The most common use of as is as follows:

% as code.s -o code.o

This tells the assembler that code.s is its input of assembly code, and to output object code to code.o. If you do not include -o code.o then it will default to outputting to a.out. If you do not include code.s it will default to taking its input from standard input. These two invocations are therefore equivalent:

% cat code.s | as
% as code.s -o a.out

ld

The linker. ld takes object files, libraries, and other binary files as input and links them together into another binary file. For example, when you have a library written in multiple source files, you typically compile each source file independently into an ELF object file, then link all of those files together into a larger ELF object file for the library. When you compile a program that uses the library, you compile your program code into one or more object files, then link those against the library, producing a final executable.
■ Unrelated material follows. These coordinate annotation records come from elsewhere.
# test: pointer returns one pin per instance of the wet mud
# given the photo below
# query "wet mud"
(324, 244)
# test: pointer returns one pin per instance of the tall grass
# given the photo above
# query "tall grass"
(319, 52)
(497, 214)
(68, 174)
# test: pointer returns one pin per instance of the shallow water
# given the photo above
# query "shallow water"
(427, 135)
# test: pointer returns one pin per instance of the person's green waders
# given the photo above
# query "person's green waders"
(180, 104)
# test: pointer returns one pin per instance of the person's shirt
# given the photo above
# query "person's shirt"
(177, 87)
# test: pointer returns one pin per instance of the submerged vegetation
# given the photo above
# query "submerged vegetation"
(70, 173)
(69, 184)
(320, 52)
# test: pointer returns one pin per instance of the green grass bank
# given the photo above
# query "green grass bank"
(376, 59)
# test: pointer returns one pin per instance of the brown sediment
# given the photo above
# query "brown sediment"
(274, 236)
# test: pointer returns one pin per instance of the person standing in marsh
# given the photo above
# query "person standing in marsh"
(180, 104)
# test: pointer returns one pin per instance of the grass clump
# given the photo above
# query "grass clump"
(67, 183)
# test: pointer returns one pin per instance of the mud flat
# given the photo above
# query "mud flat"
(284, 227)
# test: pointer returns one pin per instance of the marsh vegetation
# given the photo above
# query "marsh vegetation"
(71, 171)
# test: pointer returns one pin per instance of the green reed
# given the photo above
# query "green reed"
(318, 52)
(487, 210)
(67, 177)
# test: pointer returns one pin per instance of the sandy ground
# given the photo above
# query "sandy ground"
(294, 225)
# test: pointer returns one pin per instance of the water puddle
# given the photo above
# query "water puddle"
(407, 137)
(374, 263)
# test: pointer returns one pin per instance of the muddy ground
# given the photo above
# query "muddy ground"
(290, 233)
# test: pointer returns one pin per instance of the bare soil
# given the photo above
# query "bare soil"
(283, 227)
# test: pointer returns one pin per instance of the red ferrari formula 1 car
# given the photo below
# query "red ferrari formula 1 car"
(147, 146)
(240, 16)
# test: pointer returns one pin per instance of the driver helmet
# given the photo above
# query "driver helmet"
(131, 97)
The linker operates by resolving symbols. Whenever your code creates or uses a name that is not on the stack (e.g., defines a function, defines a variable, declares a function and calls it), this creates a symbol. Some symbols, such as those your program defines, are resolved and exist. For example, when you define a variable int a; in global scope, this creates a symbol for a, which says at what memory address a resides. When you call a function f() that’s defined in a library, this creates an unresolved symbol for f. When the linker links your program to the library, it sees that f is an unresolved symbol, sees that f is defined in the library, then fixes the binary code in your program so that when it calls f it jumps to where f exists.
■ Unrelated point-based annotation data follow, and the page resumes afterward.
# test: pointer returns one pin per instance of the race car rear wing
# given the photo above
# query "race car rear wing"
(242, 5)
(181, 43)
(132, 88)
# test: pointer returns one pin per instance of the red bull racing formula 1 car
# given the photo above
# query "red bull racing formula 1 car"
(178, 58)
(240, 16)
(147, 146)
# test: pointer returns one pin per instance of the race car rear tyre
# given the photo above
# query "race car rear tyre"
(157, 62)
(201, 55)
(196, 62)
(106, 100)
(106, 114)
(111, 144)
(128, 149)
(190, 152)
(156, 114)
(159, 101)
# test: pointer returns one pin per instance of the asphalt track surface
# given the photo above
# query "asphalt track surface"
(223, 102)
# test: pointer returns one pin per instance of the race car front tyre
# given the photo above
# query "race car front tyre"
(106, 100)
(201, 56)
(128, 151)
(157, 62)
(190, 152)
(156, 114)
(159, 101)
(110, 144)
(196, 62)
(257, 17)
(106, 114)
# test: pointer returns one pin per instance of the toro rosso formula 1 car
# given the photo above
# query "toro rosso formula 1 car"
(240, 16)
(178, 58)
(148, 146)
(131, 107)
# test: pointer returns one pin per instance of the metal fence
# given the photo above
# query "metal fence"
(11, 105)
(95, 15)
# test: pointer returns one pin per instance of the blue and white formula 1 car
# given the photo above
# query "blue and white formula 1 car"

The basic use for ld is as follows:

% ld code1.o code1.o -o code.bin

This takes two object files, links them together, and outputs the result as code.bin.

When you invoke GCC without the -c option, it typically runs ld as its last step. For example,

% gcc -o test test.c

is mostly equivalent (I’m leaving out a lot of options that are added by default) to:

% gcc -S test.S test.c  # Generate assembly
% as -o test.o test.S   # Generate object file
% ld -o test test.o 

The most commonly used options for ld are -l and -L. The -l option tells ld to link a library, which is basically just an object file. But libraries are typically stable code that you don’t update often and are used by many programs, so they live in separate directories for that purpose (e.g, /usr/lib). The -L option tells ld what directories to look for libraries in. So, for example,

% ld -o test test.o -lgcc -L/usr/lib

tells ld to link a file name libgcc.a (or libgcc.so, but we will not be using shared objects in this class, so don’t worry about them) which it should search for not only in the local directory but also /usr/lib. You can pass multiple -l and -L options. For example, gcc will typically automatically pass -lgcc and -L/usr/lib options when it invokes ld, which are in addition to any other library loads or library search path entries you add.

nm

Displays the symbol table of a binary file. It takes one or more file names as parameters and outputs their symbol tables. The output looks like this:

00010074 B __bss_end__
00010070 B __bss_start
00010070 B __bss_start__
00010070 T __data_start
00010074 B __end__
00010074 B _bss_end__
00010070 T _edata
00010074 B _end
00080000 N _stack
         U _start
00010070 B a
00008040 T f
00008000 T main

The first column states the address of the symbol. For a function, this is the first instruction to jump to when you call the function. For a variable, this is its location in memory. The second column states what kind of symbol it is. The types are:

  1. T: Text. This is a symbol for executable code (e.g., a function).
  2. D: Data. This is a symbol for a variable that has an initializer (e.g., int a = 5;).
  3. B: Data. This is a symbol for a variable that doesn’t have an initializer (e.g., int a;).
  4. U: Undefined. This a symbol the objects needs to be linked. It’s defined elsewhere, and hopefully the linker will resolve it later.
  5. N: Symbol used for debugging.
  6. A: Absolute. Later linking will not change this symbol.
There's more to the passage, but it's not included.